For the python package dependencies:
python -m pip install pubchempy
python -m pip install requests
python -m pip install pandas
We are going to investigate two compounds: aniline and phenol.
To retrieve the pKa
values:
import pprint as pp
print = pp.PrettyPrinter(indent=1, width=80).pprint
phenol = 'OC1=CC=CC=C1'
print(pka_lookup_pubchem(phenol, "smiles"))
aniline = 'NC1=CC=CC=C1'
print(pka_lookup_pubchem(aniline, "smiles"))
Which gives us the result:
{'Canonical_SMILES': 'C1=CC=C(C=C1)O',
'IUPAC_Name': 'phenol',
'InChI': 'InChI=1S/C6H6O/c7-6-4-2-1-3-5-6/h1-5,7H',
'InChIKey': 'ISWSIDIOOBJBQZ-UHFFFAOYSA-N',
'Isomeric_SMILES': 'C1=CC=C(C=C1)O',
'Pubchem_CID': '996',
'Substance_CASRN': '108-95-2',
'pKa': '9.99 (at 25 °C)',
'reference': 'SERJEANT,EP & DEMPSEY,B (1979)',
'source': 'Pubchem'}
{'Canonical_SMILES': 'C1=CC=C(C=C1)N',
'IUPAC_Name': 'aniline',
'InChI': 'InChI=1S/C6H7N/c7-6-4-2-1-3-5-6/h1-5H,7H2',
'InChIKey': 'PAYRUJLWNCNPSJ-UHFFFAOYSA-N',
'Isomeric_SMILES': 'C1=CC=C(C=C1)N',
'Pubchem_CID': '6115',
'Substance_CASRN': '62-53-3',
'pKa': '4.6 (at 25 °C; aniline conjugate acid)',
'reference': 'PERRIN,DD (1972)',
'source': 'Pubchem'}
Phenol is returned with a pKa
value of 9.99 and aniline with a pKa
value of 4.6. According to our rule the ionization of phenol would happen at a pH
value of 12 and aniline would be 6.6. With a physiological pH
range from 5–9 would phenol be suitable for injection? No. Aniline however would be (could be toxic for other things though)
What if we methylate the aniline?
smiles_string = 'CN(C)C1=CC=CC=C1'
print(pka_lookup_pubchem(smiles_string, "smiles"))
The pKa
that is returned:
{'Canonical_SMILES': 'CN(C)C1=CC=CC=C1',
'IUPAC_Name': 'N,N-dimethylaniline',
'InChI': 'InChI=1S/C8H11N/c1-9(2)8-6-4-3-5-7-8/h3-7H,1-2H3',
'InChIKey': 'JLTDJTHDQAWBAV-UHFFFAOYSA-N',
'Isomeric_SMILES': 'CN(C)C1=CC=CC=C1',
'Pubchem_CID': '949',
'Substance_CASRN': '121-69-7',
'pKa': '5.07 at 25 °C',
'reference': 'Haynes, W.M. (ed.).
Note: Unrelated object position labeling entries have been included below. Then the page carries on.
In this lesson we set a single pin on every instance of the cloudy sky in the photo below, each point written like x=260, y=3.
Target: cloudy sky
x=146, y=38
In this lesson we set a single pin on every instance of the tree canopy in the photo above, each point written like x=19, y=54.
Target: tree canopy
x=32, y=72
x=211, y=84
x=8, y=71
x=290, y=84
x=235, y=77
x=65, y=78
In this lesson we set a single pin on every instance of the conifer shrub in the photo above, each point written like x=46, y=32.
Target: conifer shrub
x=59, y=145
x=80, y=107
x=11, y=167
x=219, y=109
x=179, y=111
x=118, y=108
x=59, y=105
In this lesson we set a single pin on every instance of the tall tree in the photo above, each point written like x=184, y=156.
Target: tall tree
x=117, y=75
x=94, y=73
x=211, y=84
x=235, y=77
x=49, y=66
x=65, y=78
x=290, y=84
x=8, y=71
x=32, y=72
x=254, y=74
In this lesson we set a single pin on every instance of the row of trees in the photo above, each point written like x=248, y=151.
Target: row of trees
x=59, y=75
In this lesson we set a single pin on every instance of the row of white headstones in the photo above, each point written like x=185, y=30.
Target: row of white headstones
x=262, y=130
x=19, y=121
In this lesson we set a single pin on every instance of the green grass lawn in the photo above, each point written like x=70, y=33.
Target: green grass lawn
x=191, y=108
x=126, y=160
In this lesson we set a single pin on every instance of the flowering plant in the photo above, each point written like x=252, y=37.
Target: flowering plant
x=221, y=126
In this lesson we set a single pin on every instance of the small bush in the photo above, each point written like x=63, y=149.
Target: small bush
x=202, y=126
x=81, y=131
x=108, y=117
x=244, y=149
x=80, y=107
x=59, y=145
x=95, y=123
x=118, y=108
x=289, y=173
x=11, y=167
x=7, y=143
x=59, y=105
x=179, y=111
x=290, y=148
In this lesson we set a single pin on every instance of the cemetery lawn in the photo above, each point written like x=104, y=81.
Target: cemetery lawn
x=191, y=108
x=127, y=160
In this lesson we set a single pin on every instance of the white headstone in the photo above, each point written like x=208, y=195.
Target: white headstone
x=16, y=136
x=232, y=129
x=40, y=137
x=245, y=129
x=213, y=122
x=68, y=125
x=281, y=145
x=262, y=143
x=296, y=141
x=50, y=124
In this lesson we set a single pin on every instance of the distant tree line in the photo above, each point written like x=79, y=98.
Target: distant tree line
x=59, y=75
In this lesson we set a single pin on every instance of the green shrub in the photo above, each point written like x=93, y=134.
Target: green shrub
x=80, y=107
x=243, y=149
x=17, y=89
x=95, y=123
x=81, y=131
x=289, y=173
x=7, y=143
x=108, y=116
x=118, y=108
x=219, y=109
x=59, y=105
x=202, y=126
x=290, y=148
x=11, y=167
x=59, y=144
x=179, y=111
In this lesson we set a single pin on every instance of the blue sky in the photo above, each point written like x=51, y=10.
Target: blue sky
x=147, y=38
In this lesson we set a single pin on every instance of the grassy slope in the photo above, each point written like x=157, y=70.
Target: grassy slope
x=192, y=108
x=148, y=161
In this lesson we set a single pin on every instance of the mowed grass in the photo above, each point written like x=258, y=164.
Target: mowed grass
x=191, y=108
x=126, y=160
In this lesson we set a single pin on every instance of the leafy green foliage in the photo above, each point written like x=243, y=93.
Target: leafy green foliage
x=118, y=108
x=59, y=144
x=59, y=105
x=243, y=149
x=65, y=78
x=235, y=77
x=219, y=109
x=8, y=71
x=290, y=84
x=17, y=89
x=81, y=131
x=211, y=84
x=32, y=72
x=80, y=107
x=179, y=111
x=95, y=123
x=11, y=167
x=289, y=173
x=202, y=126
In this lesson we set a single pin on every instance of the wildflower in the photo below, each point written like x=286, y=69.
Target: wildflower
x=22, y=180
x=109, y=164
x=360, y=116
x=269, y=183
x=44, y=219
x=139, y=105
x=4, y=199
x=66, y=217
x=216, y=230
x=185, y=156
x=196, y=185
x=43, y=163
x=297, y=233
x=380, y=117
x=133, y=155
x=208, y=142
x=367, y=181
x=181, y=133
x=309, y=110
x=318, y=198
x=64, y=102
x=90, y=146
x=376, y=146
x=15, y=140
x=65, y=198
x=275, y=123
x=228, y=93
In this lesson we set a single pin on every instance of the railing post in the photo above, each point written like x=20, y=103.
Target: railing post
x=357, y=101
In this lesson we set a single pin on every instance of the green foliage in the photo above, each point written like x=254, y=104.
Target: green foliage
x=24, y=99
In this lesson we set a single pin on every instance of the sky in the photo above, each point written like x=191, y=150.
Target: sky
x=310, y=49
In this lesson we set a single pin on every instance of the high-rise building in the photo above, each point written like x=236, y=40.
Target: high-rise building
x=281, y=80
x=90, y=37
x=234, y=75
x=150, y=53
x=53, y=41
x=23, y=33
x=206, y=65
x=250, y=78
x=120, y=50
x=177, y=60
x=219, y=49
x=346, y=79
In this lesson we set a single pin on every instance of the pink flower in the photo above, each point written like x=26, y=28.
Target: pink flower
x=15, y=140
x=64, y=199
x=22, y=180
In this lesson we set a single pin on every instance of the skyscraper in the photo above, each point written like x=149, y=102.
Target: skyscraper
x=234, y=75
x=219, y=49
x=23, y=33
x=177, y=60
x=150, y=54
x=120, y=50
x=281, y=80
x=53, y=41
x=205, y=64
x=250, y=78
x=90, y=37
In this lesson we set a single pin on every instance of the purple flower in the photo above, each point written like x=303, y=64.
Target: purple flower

CRC Handbook of Chemistry and Physics. 94th '
'Edition. CRC Press LLC, Boca Raton: FL 2013-2014, p. 5-100',
'source': 'Pubchem'}
According to our rule, it is acceptable. However, there is no proton to donate from the nitrogen affecting it’s aqueous solubility. The dimethyl aniline is not an effective compound for injection.
This can get quickly more complex as we move forward but it’s important to get a basic idea of solubility and how pH affects a functional group.